De rechtbank is van oordeel dat thans in beginsel een langdurige vrijheidsbeperkende maatregel, die voortzetting van het criminele gedragspatroon onmogelijk maakt, geïndiceerd is om de (relatief) korte detenties en de vicieuze cirkel van opsluiten-vrijlaten-veroordelen-opsluiten te doorbreken. De veiligheid van goederen eist mitsdien in beginsel oplegging van bedoelde maatregel, die er mede toe strekt een bijdrage te leveren aan de oplossing van de verslavingsproblematiek van de verdachte, ten behoeve van zijn terugkeer in de maatschappij en de beëindiging van zijn recidive.

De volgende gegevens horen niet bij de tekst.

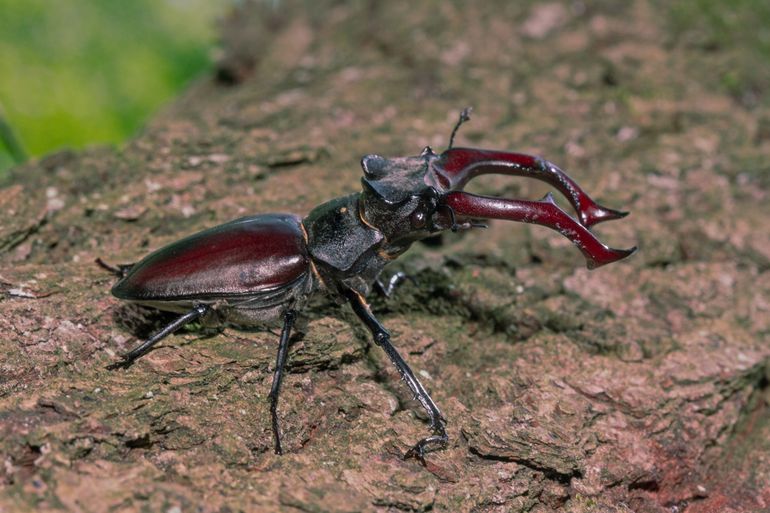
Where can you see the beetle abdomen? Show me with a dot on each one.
(246, 256)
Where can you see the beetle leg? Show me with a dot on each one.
(382, 339)
(144, 347)
(544, 212)
(394, 281)
(280, 363)
(456, 166)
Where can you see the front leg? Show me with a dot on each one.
(386, 290)
(382, 338)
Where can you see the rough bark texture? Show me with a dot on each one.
(640, 387)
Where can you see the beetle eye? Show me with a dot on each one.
(418, 219)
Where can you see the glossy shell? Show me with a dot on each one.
(242, 258)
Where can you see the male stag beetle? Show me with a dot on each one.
(263, 268)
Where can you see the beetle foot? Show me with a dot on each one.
(123, 363)
(432, 443)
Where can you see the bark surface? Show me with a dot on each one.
(641, 386)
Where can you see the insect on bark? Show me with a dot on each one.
(264, 268)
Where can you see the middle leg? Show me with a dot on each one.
(280, 363)
(382, 338)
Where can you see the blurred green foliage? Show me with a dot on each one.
(80, 72)
(737, 33)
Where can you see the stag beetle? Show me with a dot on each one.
(264, 268)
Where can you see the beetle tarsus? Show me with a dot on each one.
(432, 443)
(382, 339)
(142, 349)
(280, 364)
(387, 290)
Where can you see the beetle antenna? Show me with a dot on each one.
(465, 115)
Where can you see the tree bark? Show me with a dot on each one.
(641, 386)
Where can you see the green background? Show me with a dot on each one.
(82, 72)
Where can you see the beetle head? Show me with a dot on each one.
(399, 198)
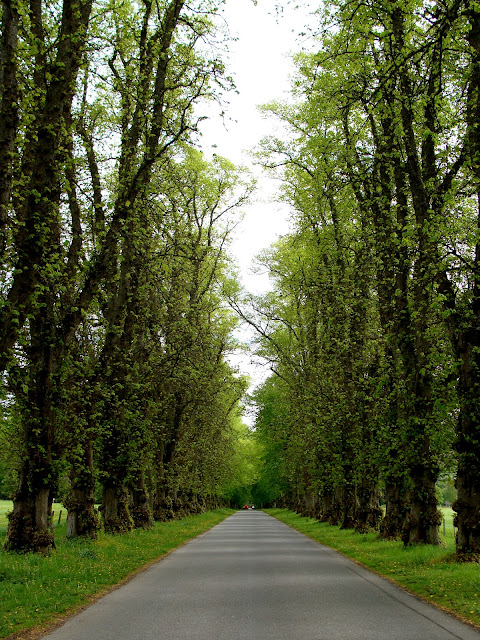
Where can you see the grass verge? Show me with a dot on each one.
(37, 591)
(427, 571)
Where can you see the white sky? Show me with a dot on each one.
(260, 64)
(259, 61)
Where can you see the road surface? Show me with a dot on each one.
(253, 578)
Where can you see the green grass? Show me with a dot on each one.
(429, 572)
(35, 591)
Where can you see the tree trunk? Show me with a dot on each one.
(140, 510)
(467, 504)
(368, 514)
(424, 519)
(396, 497)
(30, 526)
(82, 518)
(115, 511)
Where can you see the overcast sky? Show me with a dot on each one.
(260, 62)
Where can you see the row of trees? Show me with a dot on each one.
(373, 326)
(113, 236)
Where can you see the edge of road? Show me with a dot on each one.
(382, 581)
(35, 633)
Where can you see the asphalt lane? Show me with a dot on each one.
(253, 578)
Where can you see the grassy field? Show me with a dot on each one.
(35, 591)
(429, 572)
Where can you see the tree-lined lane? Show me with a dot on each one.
(253, 578)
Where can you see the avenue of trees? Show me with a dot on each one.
(372, 329)
(113, 238)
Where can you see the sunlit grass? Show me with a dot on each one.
(34, 590)
(425, 570)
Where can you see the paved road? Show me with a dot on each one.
(253, 578)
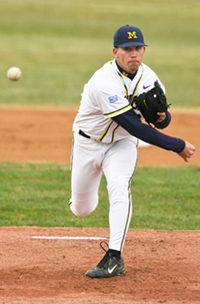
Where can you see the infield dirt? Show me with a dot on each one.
(161, 266)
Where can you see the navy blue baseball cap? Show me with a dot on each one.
(128, 35)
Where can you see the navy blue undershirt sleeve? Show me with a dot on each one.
(131, 122)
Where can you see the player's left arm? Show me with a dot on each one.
(163, 120)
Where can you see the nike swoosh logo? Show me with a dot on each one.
(145, 87)
(112, 269)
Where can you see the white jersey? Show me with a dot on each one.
(107, 94)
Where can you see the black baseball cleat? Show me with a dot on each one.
(109, 266)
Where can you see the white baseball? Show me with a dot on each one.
(14, 73)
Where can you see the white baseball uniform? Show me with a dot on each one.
(102, 146)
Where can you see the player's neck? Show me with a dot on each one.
(131, 76)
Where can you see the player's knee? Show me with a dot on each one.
(118, 190)
(82, 208)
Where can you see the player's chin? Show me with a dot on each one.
(133, 66)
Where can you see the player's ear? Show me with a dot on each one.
(115, 51)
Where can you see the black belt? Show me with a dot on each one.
(83, 134)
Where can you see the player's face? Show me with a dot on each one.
(129, 58)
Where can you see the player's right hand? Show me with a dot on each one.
(188, 151)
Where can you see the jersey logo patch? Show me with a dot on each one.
(113, 98)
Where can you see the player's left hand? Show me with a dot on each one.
(187, 152)
(162, 116)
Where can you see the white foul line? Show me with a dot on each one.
(68, 237)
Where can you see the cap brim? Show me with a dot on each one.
(131, 44)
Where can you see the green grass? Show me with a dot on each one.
(37, 194)
(58, 44)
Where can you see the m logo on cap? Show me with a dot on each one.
(131, 35)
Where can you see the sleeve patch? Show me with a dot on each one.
(113, 99)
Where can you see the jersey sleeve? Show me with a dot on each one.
(131, 122)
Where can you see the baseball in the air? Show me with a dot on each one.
(14, 73)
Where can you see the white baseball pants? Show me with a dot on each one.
(117, 161)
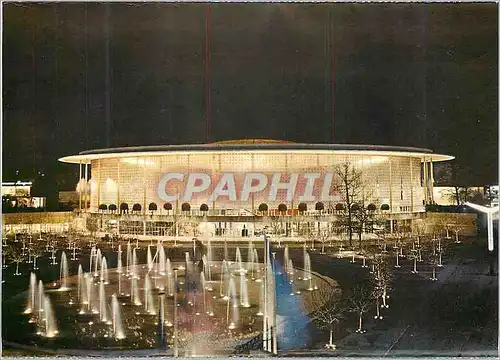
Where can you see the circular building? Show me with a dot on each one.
(238, 185)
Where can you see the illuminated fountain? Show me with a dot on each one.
(117, 319)
(134, 291)
(239, 262)
(232, 299)
(102, 303)
(149, 262)
(119, 260)
(96, 315)
(80, 280)
(63, 273)
(149, 306)
(243, 290)
(30, 307)
(47, 326)
(104, 271)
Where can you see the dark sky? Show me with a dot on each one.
(403, 74)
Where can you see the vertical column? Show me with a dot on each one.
(144, 209)
(99, 167)
(426, 193)
(79, 186)
(118, 186)
(431, 180)
(411, 185)
(87, 187)
(390, 185)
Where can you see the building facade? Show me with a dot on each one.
(239, 186)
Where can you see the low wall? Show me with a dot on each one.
(38, 221)
(466, 222)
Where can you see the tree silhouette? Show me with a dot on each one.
(332, 311)
(351, 189)
(359, 302)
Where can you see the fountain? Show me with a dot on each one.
(150, 259)
(97, 315)
(256, 259)
(117, 319)
(41, 294)
(97, 263)
(79, 281)
(239, 262)
(206, 267)
(129, 258)
(119, 260)
(261, 300)
(161, 259)
(250, 264)
(91, 258)
(286, 257)
(102, 303)
(47, 326)
(133, 266)
(148, 296)
(63, 273)
(243, 290)
(170, 278)
(134, 291)
(89, 286)
(232, 299)
(224, 279)
(104, 271)
(31, 295)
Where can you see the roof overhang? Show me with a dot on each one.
(86, 157)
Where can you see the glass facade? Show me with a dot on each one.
(395, 180)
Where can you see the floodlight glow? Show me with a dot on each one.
(489, 211)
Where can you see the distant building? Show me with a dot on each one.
(68, 199)
(16, 195)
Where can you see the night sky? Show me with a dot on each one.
(81, 76)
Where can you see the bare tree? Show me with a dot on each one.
(360, 300)
(14, 254)
(351, 189)
(434, 259)
(331, 312)
(364, 216)
(382, 277)
(322, 234)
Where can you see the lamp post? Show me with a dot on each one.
(161, 319)
(489, 211)
(269, 330)
(176, 340)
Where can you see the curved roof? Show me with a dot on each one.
(253, 145)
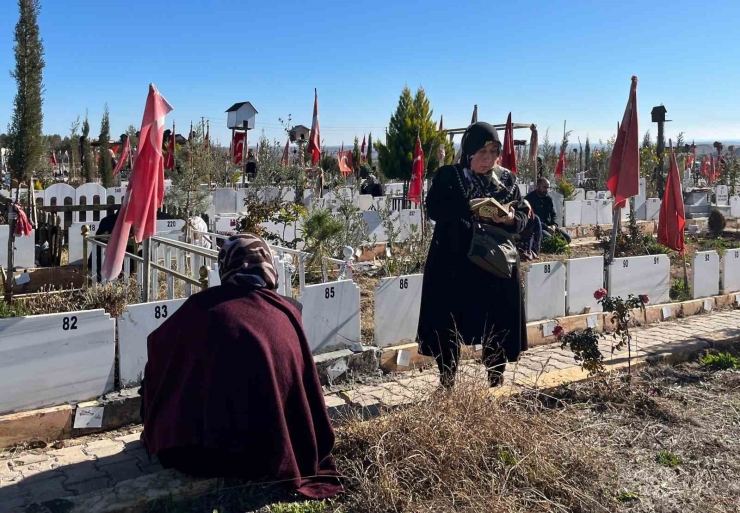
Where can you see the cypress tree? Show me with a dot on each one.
(105, 166)
(26, 142)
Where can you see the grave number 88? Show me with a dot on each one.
(69, 323)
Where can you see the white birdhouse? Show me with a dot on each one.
(241, 116)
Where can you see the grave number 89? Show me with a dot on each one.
(69, 323)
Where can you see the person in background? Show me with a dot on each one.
(372, 187)
(462, 303)
(230, 388)
(544, 208)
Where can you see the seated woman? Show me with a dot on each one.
(230, 386)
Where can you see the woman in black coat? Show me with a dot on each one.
(462, 303)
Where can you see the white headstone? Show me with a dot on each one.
(723, 195)
(573, 213)
(641, 275)
(331, 315)
(731, 271)
(25, 249)
(585, 276)
(545, 291)
(47, 360)
(134, 326)
(397, 304)
(705, 274)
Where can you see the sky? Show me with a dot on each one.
(545, 61)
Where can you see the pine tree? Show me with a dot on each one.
(88, 162)
(26, 143)
(105, 165)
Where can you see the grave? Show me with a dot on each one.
(641, 275)
(573, 213)
(731, 271)
(47, 360)
(331, 315)
(397, 304)
(134, 326)
(705, 274)
(585, 276)
(545, 291)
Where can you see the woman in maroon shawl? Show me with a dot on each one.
(231, 389)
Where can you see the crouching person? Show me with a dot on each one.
(230, 387)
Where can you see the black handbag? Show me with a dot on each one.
(493, 250)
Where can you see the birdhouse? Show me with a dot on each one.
(241, 116)
(299, 133)
(658, 113)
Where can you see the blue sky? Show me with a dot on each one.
(544, 61)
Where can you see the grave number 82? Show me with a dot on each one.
(69, 323)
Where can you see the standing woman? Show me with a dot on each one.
(461, 302)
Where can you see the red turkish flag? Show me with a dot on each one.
(237, 145)
(508, 155)
(124, 157)
(624, 165)
(417, 174)
(672, 218)
(314, 139)
(146, 187)
(346, 163)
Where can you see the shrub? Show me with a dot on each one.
(721, 361)
(716, 223)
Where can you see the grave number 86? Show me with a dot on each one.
(69, 323)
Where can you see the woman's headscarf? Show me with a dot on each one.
(246, 259)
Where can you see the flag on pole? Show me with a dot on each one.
(417, 174)
(624, 165)
(672, 218)
(124, 156)
(508, 155)
(286, 153)
(146, 187)
(314, 139)
(237, 144)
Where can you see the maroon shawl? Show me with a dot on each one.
(230, 376)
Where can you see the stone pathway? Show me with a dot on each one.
(99, 462)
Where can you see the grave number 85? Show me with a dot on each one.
(69, 323)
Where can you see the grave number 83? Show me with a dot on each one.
(69, 323)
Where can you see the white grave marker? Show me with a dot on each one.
(585, 276)
(134, 326)
(46, 360)
(331, 315)
(397, 304)
(705, 275)
(545, 291)
(641, 275)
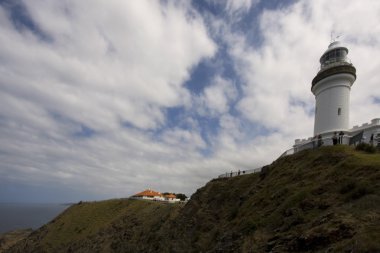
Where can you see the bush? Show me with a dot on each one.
(347, 186)
(362, 190)
(366, 148)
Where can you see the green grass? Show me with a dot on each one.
(313, 201)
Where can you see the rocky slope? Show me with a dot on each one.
(326, 200)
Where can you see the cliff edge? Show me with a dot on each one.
(325, 200)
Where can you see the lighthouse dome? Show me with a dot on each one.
(336, 54)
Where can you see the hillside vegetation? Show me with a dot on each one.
(326, 200)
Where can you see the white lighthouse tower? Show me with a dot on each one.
(331, 88)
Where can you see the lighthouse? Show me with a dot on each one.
(331, 88)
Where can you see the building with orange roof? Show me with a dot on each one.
(171, 198)
(149, 194)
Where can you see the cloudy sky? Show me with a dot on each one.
(102, 99)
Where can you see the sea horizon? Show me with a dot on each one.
(25, 215)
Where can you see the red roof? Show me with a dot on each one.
(148, 193)
(170, 196)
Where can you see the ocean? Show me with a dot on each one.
(27, 215)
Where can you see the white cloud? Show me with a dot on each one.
(278, 73)
(117, 66)
(216, 98)
(233, 6)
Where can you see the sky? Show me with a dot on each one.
(103, 99)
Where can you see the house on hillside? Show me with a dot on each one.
(149, 195)
(171, 198)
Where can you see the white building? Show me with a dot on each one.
(331, 88)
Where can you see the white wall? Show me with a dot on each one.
(332, 93)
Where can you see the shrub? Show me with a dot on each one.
(347, 186)
(362, 190)
(366, 148)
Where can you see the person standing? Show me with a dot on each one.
(335, 139)
(341, 134)
(320, 142)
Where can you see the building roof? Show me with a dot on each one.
(170, 196)
(148, 193)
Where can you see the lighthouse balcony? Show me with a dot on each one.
(333, 69)
(333, 63)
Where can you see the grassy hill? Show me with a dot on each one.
(326, 200)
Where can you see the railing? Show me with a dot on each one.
(239, 173)
(315, 143)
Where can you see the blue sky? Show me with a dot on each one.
(104, 101)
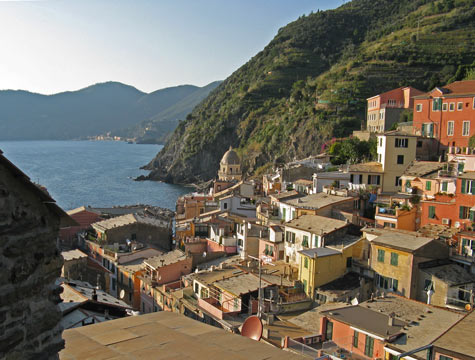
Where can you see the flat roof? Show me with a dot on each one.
(73, 254)
(422, 168)
(319, 252)
(369, 167)
(403, 240)
(316, 224)
(366, 319)
(424, 322)
(452, 274)
(168, 258)
(459, 338)
(163, 335)
(316, 201)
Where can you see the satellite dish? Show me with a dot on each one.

Gelet echter op hetgeen door en namens verdachte ter zitting naar voren is gebracht, is de rechtbank van oordeel dat thans, in het kader van een ‘laatste kans’, kan worden volstaan met het opleggen van de maatregel in voorwaardelijke vorm, met als bijzondere voorwaarde reclasseringstoezicht. De rechtbank neemt daarbij in het bijzonder in aanmerking dat verdachte ter terechtzitting naar voren heeft gebracht van plan te zijn een structurele verandering in zijn leven te willen bewerkstelligen. Ter zitting heeft hij benadrukt met hulp van de Mondriaan Zorggroep doende te zijn met het regelen van onderdak buiten de regio Maastricht.
Alles afwegend is de rechtbank dan ook van oordeel dat oplegging van de ISD-maatregel in voorwaardelijke vorm gerechtvaardigd is.
Bij de bepaling van de op te leggen maatregel is gelet op de aard en ernst van hetgeen bewezen is verklaard, op de omstandigheden waaronder het bewezenverklaarde is begaan en op de persoon van de verdachte, zoals een en ander uit het onderzoek ter terechtzitting naar voren is gekomen.
De toepasselijke wettelijke bepalingen
De op te leggen maatregel is gegrond op de artikelen 38m, 38n, 38p en 310 van het Wetboek van Strafrecht.
DE BESLISSINGEN:
De rechtbank
- verklaart wettig en overtuigend bewezen, dat de verdachte het ten laste gelegde, zoals hiervoor is omschreven, heeft begaan;
- verklaart dat het bewezenverklaarde het hiervoor vermelde strafbare feit oplevert en dat de verdachte strafbaar is;
- legt aan verdachte op de maatregel van plaatsing in een inrichting voor stelselmatige daders voor de duur van twee jaren;
- bepaalt dat de maatregel niet ten uitvoer zal worden gelegd;
- stelt daarbij een proeftijd vast van twee jaren, onder de algemene voorwaarde dat de veroordeelde zich voor het einde van de proeftijd niet schuldig maakt aan een strafbaar feit, dan wel de volgende bijzondere voorwaarde niet heeft nageleefd;
- stelt als bijzondere voorwaarde dat de veroordeelde zich gedurende de proeftijd zal gedragen overeenkomstig de door de Reclassering Nederland, Regio Limburg, Unit Maastricht, gevestigd te 6224 LA Maastricht, Heerderweg 25, te stellen richtlijnen zolang deze reclasseringsinstelling zulks gedurende de proeftijd nodig oordeelt;
- geeft opdracht aan genoemde instelling aan de veroordeelde bij de naleving van de voorwaarden hulp en steun te verlenen;
- heft op het bevel tot voorlopige hechtenis met ingang van heden.
Dit vonnis is aldus gewezen door mr. M.E. Kramer, voorzitter, mr. H.M.J. Quaedvlieg en mr. Th.J.M. Oostdijk, rechters, in tegenwoordigheid van mr. S. Schmeets, griffier, en bij vervroeging uitgesproken ter openbare terechtzitting van deze rechtbank op 24 april 2006.